The BBC ran a feature yesterday morning with the provocative title: Spent force: Are Wars still winnable? Their answer:
As America’s decade of conflict draws to an end it’s a time for reflection about the utility of force; can modern warfare within societies ever bring the tidy outcomes that policymakers strive for? It’s a question that should have been asked in Iraq and Afghanistan; and it is as relevant in Mali and across much of sub-saharan Africa today.

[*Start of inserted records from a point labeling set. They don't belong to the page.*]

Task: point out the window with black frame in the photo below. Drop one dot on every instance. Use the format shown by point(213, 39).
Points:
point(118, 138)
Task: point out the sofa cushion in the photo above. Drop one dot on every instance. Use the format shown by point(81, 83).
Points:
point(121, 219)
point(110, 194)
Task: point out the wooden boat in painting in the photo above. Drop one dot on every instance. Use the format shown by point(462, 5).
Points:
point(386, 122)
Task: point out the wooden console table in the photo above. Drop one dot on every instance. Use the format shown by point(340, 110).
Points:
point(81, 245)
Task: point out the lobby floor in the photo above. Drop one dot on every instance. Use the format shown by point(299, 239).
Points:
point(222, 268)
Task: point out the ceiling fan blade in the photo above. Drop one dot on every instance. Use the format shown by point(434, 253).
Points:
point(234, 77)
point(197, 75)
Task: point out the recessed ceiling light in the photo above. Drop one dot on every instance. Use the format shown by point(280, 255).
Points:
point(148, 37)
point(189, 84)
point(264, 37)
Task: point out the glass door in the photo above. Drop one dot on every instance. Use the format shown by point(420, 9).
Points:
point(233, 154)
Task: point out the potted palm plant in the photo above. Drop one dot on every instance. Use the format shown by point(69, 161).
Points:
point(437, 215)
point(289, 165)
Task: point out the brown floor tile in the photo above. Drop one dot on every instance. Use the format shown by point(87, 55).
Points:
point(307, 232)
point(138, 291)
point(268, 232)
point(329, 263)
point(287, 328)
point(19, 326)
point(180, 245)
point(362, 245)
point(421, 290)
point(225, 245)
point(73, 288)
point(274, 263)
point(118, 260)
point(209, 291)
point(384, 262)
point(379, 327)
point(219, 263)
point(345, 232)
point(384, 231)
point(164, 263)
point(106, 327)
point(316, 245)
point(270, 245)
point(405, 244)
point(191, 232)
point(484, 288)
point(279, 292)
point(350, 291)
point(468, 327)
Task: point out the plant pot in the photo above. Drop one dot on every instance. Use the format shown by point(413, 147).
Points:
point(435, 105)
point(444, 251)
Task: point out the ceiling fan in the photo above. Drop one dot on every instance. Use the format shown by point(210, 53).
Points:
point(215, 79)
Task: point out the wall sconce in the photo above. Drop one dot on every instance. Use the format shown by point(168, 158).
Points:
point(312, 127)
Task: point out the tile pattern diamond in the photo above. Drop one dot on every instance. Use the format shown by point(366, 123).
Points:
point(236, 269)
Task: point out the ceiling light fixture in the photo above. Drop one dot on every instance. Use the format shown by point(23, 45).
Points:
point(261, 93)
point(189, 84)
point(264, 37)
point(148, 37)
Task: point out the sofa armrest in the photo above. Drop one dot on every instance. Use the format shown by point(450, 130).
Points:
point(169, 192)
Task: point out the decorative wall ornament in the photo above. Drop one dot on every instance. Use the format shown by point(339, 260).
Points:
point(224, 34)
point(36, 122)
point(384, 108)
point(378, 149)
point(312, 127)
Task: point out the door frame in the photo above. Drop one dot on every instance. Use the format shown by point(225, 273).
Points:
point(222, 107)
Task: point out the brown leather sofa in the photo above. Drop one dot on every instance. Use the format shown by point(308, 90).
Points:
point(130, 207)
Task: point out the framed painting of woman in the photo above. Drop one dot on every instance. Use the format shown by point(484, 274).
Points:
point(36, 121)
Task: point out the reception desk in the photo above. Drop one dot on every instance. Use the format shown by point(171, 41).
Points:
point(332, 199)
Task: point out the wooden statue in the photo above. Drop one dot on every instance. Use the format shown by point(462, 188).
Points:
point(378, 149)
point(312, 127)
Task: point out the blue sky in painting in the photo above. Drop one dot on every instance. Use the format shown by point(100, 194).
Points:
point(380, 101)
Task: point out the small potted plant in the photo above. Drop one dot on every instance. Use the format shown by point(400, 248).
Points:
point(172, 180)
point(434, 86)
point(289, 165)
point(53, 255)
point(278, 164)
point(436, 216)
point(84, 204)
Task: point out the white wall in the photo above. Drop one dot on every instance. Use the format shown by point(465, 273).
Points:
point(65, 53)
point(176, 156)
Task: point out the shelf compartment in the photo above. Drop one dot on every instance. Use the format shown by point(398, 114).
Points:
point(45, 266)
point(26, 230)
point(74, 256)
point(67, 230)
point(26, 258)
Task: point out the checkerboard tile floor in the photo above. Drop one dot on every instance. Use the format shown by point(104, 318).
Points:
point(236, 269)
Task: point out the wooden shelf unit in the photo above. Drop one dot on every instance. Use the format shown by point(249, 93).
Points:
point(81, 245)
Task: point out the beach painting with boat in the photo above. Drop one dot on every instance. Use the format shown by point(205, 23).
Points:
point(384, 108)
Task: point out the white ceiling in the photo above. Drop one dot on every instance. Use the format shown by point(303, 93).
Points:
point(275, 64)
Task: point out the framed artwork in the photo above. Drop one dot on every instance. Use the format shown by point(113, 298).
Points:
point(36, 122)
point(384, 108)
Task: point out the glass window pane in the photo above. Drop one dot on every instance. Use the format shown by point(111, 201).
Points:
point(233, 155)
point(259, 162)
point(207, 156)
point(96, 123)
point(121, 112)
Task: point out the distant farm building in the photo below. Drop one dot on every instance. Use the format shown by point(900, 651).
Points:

There may be no more decisive battles like Gettysburg.
I know you’re shocked unless, by chance, you read General Sir Rupert Smith’s The Utility of Force (2005), which opened with:
War, as most cognitively known to most noncombatants, war as battle in a field between men and machinery, war as a massive deciding event in a dispute in international affairs: such war no longer exists.
Or Martin van Creveld, who in The Transformation of War (1991) concluded that:
Thus the effect of nuclear weapons, unforeseen and perhaps unforeseeable, has been to push conventional war into the nooks and crannies of the international system … The United States, for one, has only been able to employ its conventional armed forces in cases where its vital interests were not at stake.
Or even Tom Barnett, in The Pentagon’s New Map (2004):
Meanwhile, state-on-state war has gone the way of the dinosaur. [CR note: Although doesn’t “and promoting the global spread of that security set through our use of military force overseas (e.g., preemptive war against regimes that openly transgress the rule set) is our most important long-term goal in this struggle” seem quaint today?]
And I guess the article answers the question of whether anybody read my own If We Can Keep It (2008), where I intone:
Which raises the obvious question of whether military force is useful for solving any of these problems, or whether we continue to use it only because we have it.
To which I give the obvious answer:
Although war has passed from the human scene, except where one participant is very weak, its name lives on, applied to a variety of struggles and conflicts for which it is neither appropriate nor useful. [It’s not too late — download a PDF from our Articles page.]
Oh well, I guess this is a point that we can’t make too often, particularly with certain politicians whining that we can’t reduce the budget for their favorite Cold-War-era weapons because “there’s a war on.”